取材ではこの女性のように震災がきっかけで生活が一変し、社会とのつながりさえも失いつつある被災者の現状を目の当たりにしました。
そうした人たちが再び自立して生活を再建させることができるよう、新たな公的扶助や支援のあり方も求められているのではないかと感じました。
犬だけが生きる頼り(函館放送局・長岡太郎記者)
「一人だったら生きていけない。私がいないとこの子が生きていけないから、私も生きていける」
仮設住宅の取材の中で、生活保護を受けながらひとりで暮らす68歳の女性に出会いました。
震災前に働いていた海の近くにあるホテルは被災して休業。ホテルは再開しましたが、女性は津波への恐怖から海に近づくことができず、仕事はやめざるを得ませんでした。これまで仕事に打ち込んできた女性は、「仕事をしていないと落ち着かない」と再就職先を探していますが、高齢のためなかなか見つかりません。震災から2年がたつ今、生活保護に頼らざるを得ない状態が続いています。
出会った当初、女性は「私は友達が多いから寂しくない」と話していましたが、何度も通ううちに「毎日、同じことの繰り返しで何のために生きているのかなと考えてしまう」と胸の内を明かしてくれました。
今、女性の唯一の心の支えになっているのが、1年ほど前から飼い始めた犬です。雪の日も、風が吹き荒れる日も、1日3回の散歩を欠かしません。閉じこもりがちだった女性に外出の機会が増えました。

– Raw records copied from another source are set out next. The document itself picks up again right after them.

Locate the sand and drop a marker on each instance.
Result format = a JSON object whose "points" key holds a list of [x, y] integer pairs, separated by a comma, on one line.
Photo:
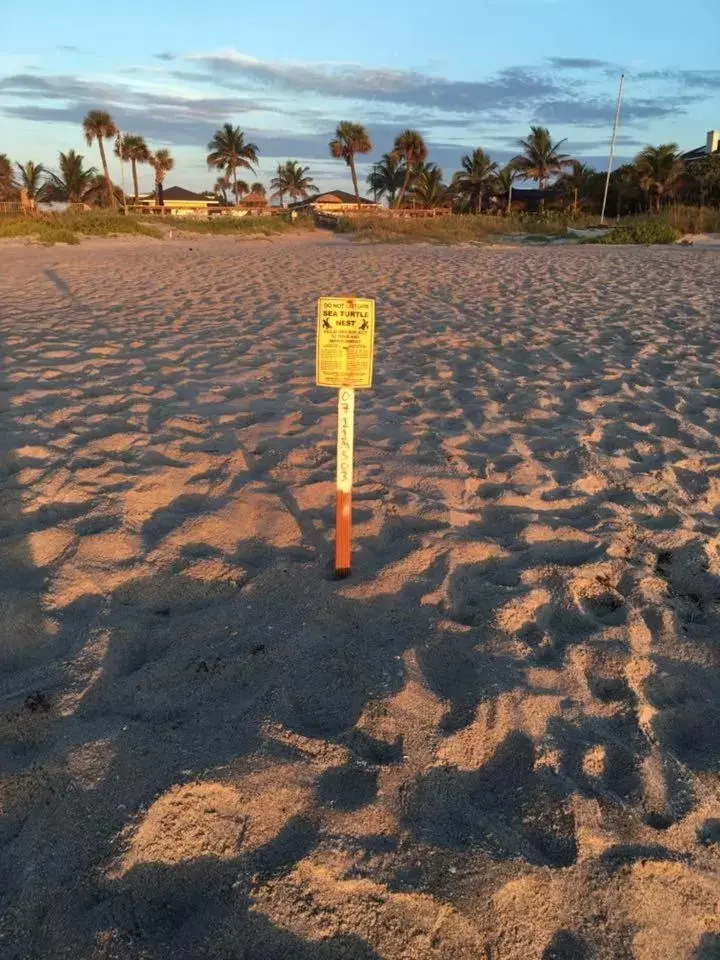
{"points": [[499, 740]]}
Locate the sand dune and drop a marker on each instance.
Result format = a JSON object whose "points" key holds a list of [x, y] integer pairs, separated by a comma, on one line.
{"points": [[498, 739]]}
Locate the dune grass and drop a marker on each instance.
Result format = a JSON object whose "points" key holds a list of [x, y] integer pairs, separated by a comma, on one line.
{"points": [[451, 229], [645, 232], [692, 219], [238, 226], [69, 227]]}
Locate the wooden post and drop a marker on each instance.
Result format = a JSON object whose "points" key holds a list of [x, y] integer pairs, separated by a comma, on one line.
{"points": [[343, 502]]}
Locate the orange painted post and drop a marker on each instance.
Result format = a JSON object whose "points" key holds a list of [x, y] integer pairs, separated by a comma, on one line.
{"points": [[344, 359], [343, 494]]}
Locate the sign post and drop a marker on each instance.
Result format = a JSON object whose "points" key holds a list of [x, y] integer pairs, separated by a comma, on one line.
{"points": [[344, 359]]}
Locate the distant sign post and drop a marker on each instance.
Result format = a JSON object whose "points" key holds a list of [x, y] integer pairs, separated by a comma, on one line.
{"points": [[344, 359]]}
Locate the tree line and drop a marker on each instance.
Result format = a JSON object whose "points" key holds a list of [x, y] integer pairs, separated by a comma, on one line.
{"points": [[404, 176]]}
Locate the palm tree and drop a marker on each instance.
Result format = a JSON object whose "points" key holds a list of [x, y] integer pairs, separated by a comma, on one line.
{"points": [[504, 180], [99, 125], [132, 147], [428, 188], [162, 163], [292, 179], [410, 149], [350, 138], [477, 172], [542, 158], [577, 182], [228, 151], [74, 183], [8, 188], [31, 178], [659, 170], [386, 178]]}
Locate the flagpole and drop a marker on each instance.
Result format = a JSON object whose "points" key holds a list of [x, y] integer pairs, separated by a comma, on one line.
{"points": [[612, 147]]}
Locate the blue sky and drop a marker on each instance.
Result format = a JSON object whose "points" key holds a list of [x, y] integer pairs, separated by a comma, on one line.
{"points": [[474, 73]]}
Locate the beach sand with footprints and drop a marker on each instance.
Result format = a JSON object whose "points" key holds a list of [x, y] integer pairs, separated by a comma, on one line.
{"points": [[499, 739]]}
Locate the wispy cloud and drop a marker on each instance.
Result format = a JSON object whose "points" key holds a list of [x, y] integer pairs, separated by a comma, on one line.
{"points": [[577, 63], [509, 88]]}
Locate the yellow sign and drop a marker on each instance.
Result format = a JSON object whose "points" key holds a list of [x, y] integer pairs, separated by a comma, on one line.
{"points": [[346, 333]]}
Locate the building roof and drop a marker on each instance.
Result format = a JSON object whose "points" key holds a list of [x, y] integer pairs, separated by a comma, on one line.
{"points": [[254, 199], [180, 193], [332, 196], [699, 153]]}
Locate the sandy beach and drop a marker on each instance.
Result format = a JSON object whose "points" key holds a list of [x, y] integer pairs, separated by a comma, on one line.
{"points": [[498, 740]]}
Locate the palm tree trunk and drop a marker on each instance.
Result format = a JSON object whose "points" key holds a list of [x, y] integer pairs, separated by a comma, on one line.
{"points": [[404, 187], [111, 194], [351, 161]]}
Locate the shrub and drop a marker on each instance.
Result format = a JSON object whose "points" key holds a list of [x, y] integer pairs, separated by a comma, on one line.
{"points": [[640, 232]]}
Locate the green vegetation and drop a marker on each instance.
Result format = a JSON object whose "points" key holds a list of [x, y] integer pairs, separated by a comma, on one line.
{"points": [[349, 140], [239, 226], [71, 226], [450, 229], [228, 151], [692, 219], [640, 231], [292, 179]]}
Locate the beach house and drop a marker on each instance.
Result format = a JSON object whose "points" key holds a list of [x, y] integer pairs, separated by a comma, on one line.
{"points": [[333, 201], [181, 202], [712, 145]]}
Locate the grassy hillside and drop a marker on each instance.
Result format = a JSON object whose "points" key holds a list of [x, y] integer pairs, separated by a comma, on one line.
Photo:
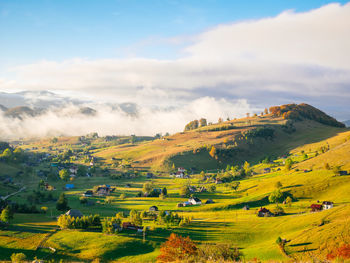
{"points": [[309, 145], [191, 149]]}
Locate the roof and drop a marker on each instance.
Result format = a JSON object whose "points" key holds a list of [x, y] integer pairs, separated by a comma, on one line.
{"points": [[327, 203], [195, 199], [264, 210], [74, 213]]}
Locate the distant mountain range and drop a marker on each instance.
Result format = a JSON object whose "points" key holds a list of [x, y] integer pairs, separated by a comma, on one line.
{"points": [[35, 103], [34, 99]]}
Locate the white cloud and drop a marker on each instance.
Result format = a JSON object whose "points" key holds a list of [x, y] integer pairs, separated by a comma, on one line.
{"points": [[108, 121], [293, 56]]}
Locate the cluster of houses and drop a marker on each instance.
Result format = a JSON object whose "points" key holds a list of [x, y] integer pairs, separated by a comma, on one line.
{"points": [[180, 173], [319, 207], [102, 190], [194, 201]]}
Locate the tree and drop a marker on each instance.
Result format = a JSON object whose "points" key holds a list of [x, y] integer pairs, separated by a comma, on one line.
{"points": [[336, 170], [212, 152], [278, 184], [135, 218], [288, 164], [275, 196], [246, 168], [177, 248], [18, 257], [132, 139], [7, 154], [64, 174], [185, 191], [81, 170], [6, 215], [212, 188], [62, 203], [18, 154], [235, 185], [327, 166]]}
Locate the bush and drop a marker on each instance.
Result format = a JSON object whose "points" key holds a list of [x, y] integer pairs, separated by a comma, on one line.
{"points": [[177, 248]]}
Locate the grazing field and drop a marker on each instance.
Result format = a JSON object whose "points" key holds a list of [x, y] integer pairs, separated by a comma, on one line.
{"points": [[308, 180]]}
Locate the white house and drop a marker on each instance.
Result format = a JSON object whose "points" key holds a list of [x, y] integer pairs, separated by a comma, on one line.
{"points": [[327, 205], [181, 169], [195, 201]]}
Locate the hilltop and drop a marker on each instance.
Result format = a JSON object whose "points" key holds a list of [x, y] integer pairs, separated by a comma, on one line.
{"points": [[318, 170]]}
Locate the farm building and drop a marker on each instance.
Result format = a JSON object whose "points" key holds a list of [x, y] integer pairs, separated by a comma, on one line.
{"points": [[88, 193], [327, 205], [195, 201], [74, 213], [246, 207], [267, 170], [263, 212], [218, 181], [69, 186], [153, 209], [316, 207]]}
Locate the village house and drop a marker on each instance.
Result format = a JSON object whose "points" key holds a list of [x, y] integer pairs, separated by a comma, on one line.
{"points": [[129, 225], [103, 190], [74, 213], [263, 212], [316, 207], [153, 209], [267, 170], [327, 205], [218, 181], [88, 193], [69, 186], [181, 169], [195, 201]]}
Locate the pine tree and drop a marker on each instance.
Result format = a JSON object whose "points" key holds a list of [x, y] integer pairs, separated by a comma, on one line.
{"points": [[62, 203]]}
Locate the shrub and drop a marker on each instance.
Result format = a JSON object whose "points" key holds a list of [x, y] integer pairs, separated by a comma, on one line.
{"points": [[177, 248]]}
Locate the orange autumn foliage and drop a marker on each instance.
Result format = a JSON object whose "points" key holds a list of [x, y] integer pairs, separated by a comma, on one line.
{"points": [[177, 248]]}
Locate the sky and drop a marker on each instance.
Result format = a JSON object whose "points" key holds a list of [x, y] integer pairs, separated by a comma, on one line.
{"points": [[169, 55]]}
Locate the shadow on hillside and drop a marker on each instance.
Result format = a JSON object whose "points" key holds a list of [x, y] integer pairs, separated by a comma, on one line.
{"points": [[5, 253], [300, 244], [131, 248], [291, 186]]}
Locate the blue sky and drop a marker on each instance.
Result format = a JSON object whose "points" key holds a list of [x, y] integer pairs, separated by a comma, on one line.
{"points": [[33, 30], [174, 60]]}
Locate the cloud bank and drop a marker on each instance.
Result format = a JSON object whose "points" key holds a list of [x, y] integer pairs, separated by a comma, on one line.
{"points": [[110, 120], [292, 57]]}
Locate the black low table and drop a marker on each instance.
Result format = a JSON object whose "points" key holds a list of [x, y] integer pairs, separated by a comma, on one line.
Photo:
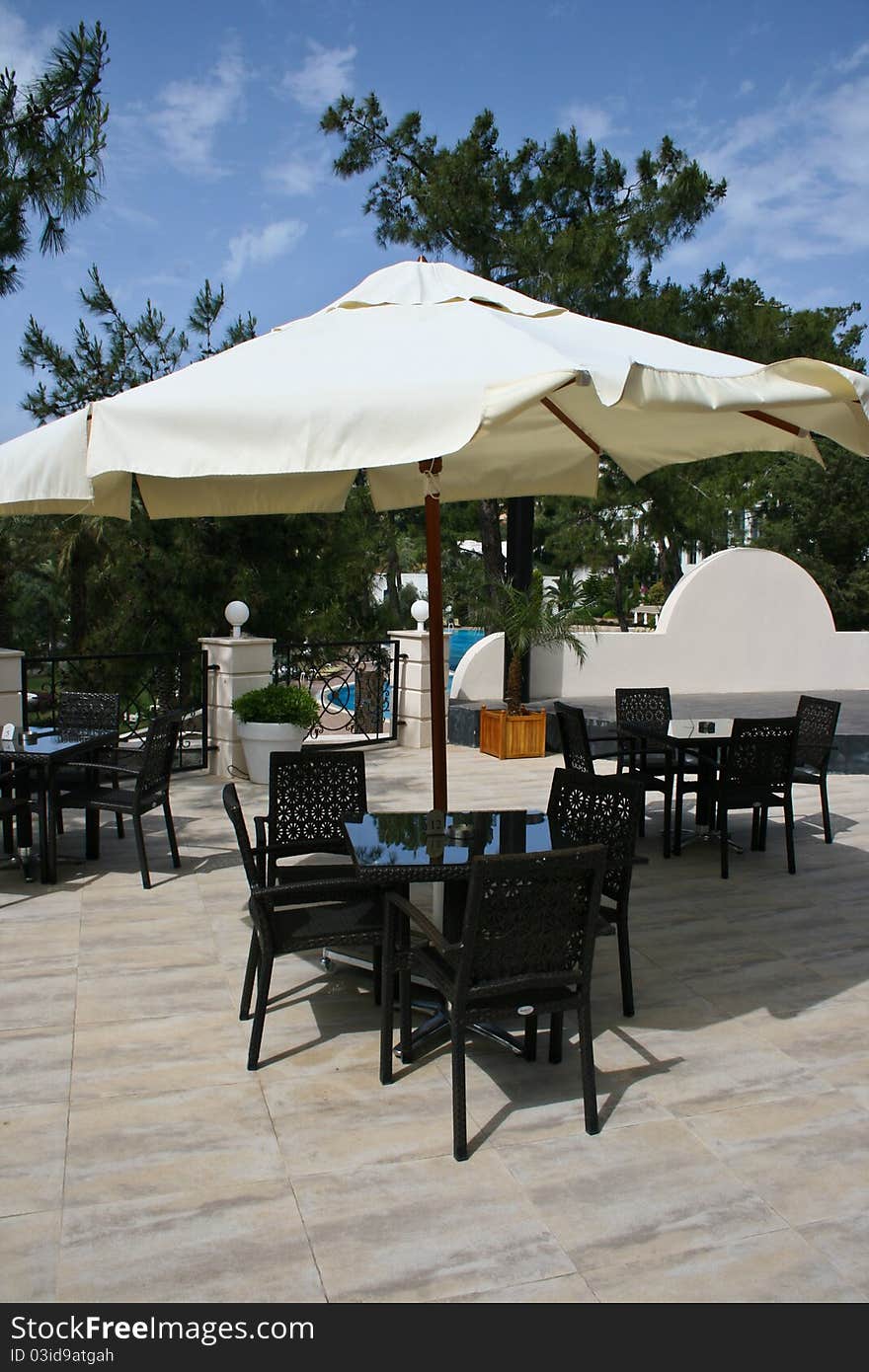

仮設住宅を取材していると多くの被災者が「生きる希望がない」「死にたい」と訴えてきました。震災から2年がたち、街を埋め尽くしていたがれきは片付いてきていますが、被災者は、先の見えない不安を抱えながら日々の生活を送っています。こうした人たちが、再び希望を持って生きられるようにならない限り、復興が進んだとは言えないと感じています。